A year after their adventure in Narnia, the Pevensie siblings return but for Narnia it’s over a thousand years and it’s a much darker place than the one they remember. Miraz (Sergio Castellitto) wishes to destroy all Narnians and take the throne from its rightful heir, Prince Caspian (Ben Barnes), so the Pevensie’s and Caspian must join forces to save Narnia

Unlike The Lion, the Witch and the Wardrobe which is perhaps one of the most faithful book to film adaptations yet, Prince Caspian does it’s own thing for the most part. However, that’s not necessarily a bad thing and personally I feel adding in more conflict between Peter (William Mosely) and Caspian adds more to Peter’s character.

What Prince Caspian does really well is show how difficult it was for the Pevensie’s going from grown adult Kings and Queens, to being children again. They’ve already grown up and had a life and then they’re back at the beginning again. Peter is clearly the one who struggles the most with this and puts other creatures’ lives on the line as he’s desperate to prove himself, even to his own siblings.

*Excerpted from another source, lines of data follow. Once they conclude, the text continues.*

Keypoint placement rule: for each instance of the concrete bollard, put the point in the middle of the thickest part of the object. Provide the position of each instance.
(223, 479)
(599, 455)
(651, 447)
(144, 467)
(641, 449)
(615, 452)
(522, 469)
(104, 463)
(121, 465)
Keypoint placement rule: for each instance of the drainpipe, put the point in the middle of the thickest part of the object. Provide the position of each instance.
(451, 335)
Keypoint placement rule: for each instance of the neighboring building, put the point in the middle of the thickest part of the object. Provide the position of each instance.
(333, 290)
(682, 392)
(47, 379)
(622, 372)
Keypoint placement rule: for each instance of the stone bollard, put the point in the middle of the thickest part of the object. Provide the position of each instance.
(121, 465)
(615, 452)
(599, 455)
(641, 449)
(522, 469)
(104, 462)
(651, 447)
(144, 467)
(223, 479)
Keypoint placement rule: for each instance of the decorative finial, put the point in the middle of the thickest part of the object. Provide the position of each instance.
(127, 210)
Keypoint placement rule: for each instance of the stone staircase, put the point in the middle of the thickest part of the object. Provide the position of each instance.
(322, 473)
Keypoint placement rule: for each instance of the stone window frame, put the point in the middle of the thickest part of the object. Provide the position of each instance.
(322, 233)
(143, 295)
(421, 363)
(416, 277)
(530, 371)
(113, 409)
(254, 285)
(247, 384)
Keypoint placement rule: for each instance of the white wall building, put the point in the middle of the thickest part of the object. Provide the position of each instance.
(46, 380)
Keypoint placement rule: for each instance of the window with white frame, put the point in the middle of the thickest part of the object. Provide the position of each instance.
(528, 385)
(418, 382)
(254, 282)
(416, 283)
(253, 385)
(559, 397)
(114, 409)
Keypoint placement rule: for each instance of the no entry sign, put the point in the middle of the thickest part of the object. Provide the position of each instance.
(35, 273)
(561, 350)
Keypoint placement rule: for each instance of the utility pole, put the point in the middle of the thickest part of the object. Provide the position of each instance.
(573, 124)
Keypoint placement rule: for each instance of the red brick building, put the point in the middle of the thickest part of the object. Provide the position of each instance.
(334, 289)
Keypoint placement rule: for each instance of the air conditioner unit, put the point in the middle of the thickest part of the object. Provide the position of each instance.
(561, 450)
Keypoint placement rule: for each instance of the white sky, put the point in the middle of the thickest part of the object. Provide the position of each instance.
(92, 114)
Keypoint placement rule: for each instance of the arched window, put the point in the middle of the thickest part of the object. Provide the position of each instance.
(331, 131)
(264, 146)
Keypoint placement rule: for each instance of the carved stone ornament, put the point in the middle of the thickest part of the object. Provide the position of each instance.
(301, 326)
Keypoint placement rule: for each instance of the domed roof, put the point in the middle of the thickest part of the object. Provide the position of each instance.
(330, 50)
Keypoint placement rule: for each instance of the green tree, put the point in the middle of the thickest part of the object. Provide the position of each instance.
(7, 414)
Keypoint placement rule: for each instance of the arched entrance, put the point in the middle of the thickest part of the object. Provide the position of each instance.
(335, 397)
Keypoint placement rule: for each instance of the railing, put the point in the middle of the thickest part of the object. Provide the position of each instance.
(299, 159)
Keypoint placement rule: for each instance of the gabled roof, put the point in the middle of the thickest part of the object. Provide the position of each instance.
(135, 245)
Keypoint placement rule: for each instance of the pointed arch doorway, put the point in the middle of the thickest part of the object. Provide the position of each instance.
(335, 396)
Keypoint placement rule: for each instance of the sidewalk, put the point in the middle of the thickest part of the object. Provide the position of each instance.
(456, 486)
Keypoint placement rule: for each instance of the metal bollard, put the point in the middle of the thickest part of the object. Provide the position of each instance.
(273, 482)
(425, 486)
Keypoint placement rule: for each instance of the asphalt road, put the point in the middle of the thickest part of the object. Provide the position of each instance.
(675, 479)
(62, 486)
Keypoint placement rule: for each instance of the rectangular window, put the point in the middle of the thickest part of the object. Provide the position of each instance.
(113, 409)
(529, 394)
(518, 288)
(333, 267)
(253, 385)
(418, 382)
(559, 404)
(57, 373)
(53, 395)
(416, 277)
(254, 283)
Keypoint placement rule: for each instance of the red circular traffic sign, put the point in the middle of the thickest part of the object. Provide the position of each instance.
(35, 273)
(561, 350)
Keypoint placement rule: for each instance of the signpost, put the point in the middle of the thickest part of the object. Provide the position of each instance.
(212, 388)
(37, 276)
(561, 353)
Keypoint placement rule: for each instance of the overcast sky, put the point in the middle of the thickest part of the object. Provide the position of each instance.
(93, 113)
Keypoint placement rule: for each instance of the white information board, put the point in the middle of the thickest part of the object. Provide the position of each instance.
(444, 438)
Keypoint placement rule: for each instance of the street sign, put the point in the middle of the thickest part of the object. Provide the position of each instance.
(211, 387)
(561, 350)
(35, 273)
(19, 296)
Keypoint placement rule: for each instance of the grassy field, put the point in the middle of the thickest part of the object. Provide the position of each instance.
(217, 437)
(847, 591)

Ben Barnes does a good job at portraying Caspian as a young man who out of his depth and wants to do good without being self-righteous. The new Narnian characters are all a lot of fun and do well to fill the gap left by Mr Tumnus and the Beavers and help show how much has changed in Narnia since the Pevensie’s left. Peter Dinklage and Warwick Davis both play dwarfs, with Dinklage getting almost as much screen time as the Pevensie’s, while Eddie Izzard voices Reepicheap, a swashbuckling mouse.

While Prince Caspian deviates from the book, and is a much darker story than The Lion, the Witch and the Wardrobe, there’s still the air of magic and hope about it. This comes from Andrew Adamson’s direction. It’s assured even in the big battle sequences and knowing how much of a rapport he built with the young actors playing the Pevensie children, Georgie Henley especially, it’s clear how he got such good performances from his young cast.

Prince Caspian shows the darker side on Narnia but also the good there is in people. The special effects, hair and makeup and costumes are still great and overall Prince Caspian is an action-packed adventure. Also, Edmund (Skandar Keynes) is still the MVP in my book.4/5.